Case Study: Combining Lineage from Fivetran and dbt¶
You can combine lineage data from Fivertran and dbt to show both upstream source lineage from Fivetran and downstream transformations lineage from dbt on one Lineage chart for a table. This configuration can be performed for data sources that support both Fivetran and dbt add-on connectors. In this case study, we’ll walk through such a configuration from start to end and analyze the result on the Lineage diagram.
- You have cataloged your Fivetran destination data source in Alation using an OCF connector. This data source supports both Fivetran and dbt add-on OCF connectors.
Which Supported Fivetran Destinations are supported?
You have cataloged the data source that was configured as a source in Fivetran. Currently, you have ELT pipelines in Fivetran that extract data from this source and load it into the data warehouse (destination data source). So the data in the destination data source originates from the source data source.
You have a dbt project that stores transformations you have performed on the data in your destination data source.
We’re starting with a state where the destination data source we’re going to work with is already in Alation but does not have the Fivetran or dbt add-on connectors configured.
Step 1: Configure Fivetran Add-On Connector¶
We’ll start with configuring the Fivetran add-on connector, which will allow us to retrieve source lineage information that should appear on the Lineage diagram as upstream lineage for the tables in the destination data source.
To configure the Fivetran add-on:
In the settings of the destination data source, click on the Fivetran tab and enable the toggle Configure Fivetran OCF Connector.
Enabling the toggle will display the Fivetran connector properties. We’ll configure them using the information in Configure Fivetran Add-On for a Data Source and save.

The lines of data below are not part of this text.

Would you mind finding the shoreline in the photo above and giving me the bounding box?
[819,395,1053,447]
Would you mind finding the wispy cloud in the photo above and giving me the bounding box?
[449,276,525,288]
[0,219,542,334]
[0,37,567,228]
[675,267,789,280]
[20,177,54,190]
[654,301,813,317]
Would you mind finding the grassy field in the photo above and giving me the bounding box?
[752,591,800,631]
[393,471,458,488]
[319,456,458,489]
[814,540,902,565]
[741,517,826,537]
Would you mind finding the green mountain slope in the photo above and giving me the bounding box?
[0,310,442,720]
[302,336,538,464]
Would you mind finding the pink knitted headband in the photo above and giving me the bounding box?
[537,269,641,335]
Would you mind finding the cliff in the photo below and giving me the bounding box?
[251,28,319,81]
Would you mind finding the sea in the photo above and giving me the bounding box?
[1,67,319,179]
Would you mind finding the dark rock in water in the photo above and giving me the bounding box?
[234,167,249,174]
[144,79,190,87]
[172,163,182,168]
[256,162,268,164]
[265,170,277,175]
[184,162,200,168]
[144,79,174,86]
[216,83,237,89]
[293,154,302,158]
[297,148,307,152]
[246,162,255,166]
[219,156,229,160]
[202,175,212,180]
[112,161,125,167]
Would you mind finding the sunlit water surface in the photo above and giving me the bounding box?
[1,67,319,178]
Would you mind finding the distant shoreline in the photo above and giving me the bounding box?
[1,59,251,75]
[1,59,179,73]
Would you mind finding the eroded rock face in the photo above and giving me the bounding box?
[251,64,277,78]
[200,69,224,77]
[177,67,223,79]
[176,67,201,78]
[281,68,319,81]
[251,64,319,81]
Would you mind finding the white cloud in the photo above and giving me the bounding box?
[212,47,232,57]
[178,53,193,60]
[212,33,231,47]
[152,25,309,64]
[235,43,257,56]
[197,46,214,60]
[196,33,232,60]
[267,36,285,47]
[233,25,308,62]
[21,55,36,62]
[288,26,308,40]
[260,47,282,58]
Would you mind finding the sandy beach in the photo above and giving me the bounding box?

This configuration allows Alation to send calls to the Fivetran API and retrieve Fivetran metadata.
Extraction from Fivetran will not bring in the transformation information from Fivetran into Alation.
Step 3: Configure dbt Add-On Connector¶
To configure the dbt add-on:
In the settings of the destination data source (the same data source for which we have already configured extraction from Fivetran), click on the DBT tab, and enable the toggle Configure DBT OCF Connector.
Enabling the toggle will display the dbt connector properties. We’ll configure them using the information in Configure dbt Connector and save.
This configuration will allow Alation to send calls to the dbt API and retrieve metadata from dbt.
Extraction from dbt will bring in information on data transformations.
Step 4: Perform Metadata Extraction¶
Next, we’ll perform metadata extraction (MDE) from the destination data source to retrieve metadata into Alation. You can find more information about metadata extraction in Configure Metadata Extraction for OCF Data Sources.
As part of MDE, Alation will perform two dependent, or downstream, jobs that will extract metadata from Fivetran and dbt and calculate lineage. Metadata from Fivetran will be used to calculate the upstream lineage from source to destination, and metadata from dbt will be used to calculate the downstream stream lineage based on transformations in dbt.
Alation uses the direct lineage extraction feature to generate lineage from Fivetran and dbt metadata. Direct lineage extraction happens during MDE and does not require query log ingestion (QLI).
We can see all downstream jobs logged in the extraction detail log that you can open from the Extraction Job Status table at the bottom of the Metadata Extraction tab.
When metadata extraction completes, we’ll be able to view the lineage information on the Lineage diagram.
Step 5: View Lineage Diagram¶
Next, we’ll analyze the lineage generated based on the metadata from Fivetran and dbt.
Compound Layout View¶
Let’s open the Lineage diagram for a table in the destination data source that we know should have such lineage and enable the Compound Layout View to view lineage information grouped by source.
The screenshot below shows such a Lineage view.
On this Lineage diagram:
1—The upstream lineage (TEST POSTGRES SOURCE group) comes from Fivetran and reveals that the data in the current table originates in a Postgres data source. This is the source we linked to the current data source using the Additional Datasource Configuration field.
2—The Fivetran metadata-based dataflow objects are grouped under the group FIVETRAN. Each of these dataflows stores information about the object at source that was used to create the corresponding object at destination.
3—The preview area under the diagram displays the catalog page for the currently selected object, providing you with the ability to view its properties. You can select any object on the Lineage diagram—a table or a dataflow object—by clicking it.
4—The current data source is represented by a group of lineage objects (TEST SNOWFLAKE DESTINATION group).
5—The dbt metadata-based dataflow objects are grouped under the group DBT. These lineages represent the transformations that Alation extracted with the dbt add-on connector. You can click on the dbt data flow object to view the corresponding Jinja code in the preview. (Find more information in dbt Lineage).
6—More downstream lineage is available that was calculated during extraction from BI sources that use data from this data source.
Standard Lineage View¶
When we turn off the Compound Layout view, the Lineage diagram returns to the standard view. Currently, column-level lineage can be seen using this view only. In the standard view, you will need to click on an object and read the preview to understand the source of the lineage. For example, the screenshot below shows the same lineage data as the screenshot described in Compound Layout View. You can switch between views to analyze different levels of lineage detail.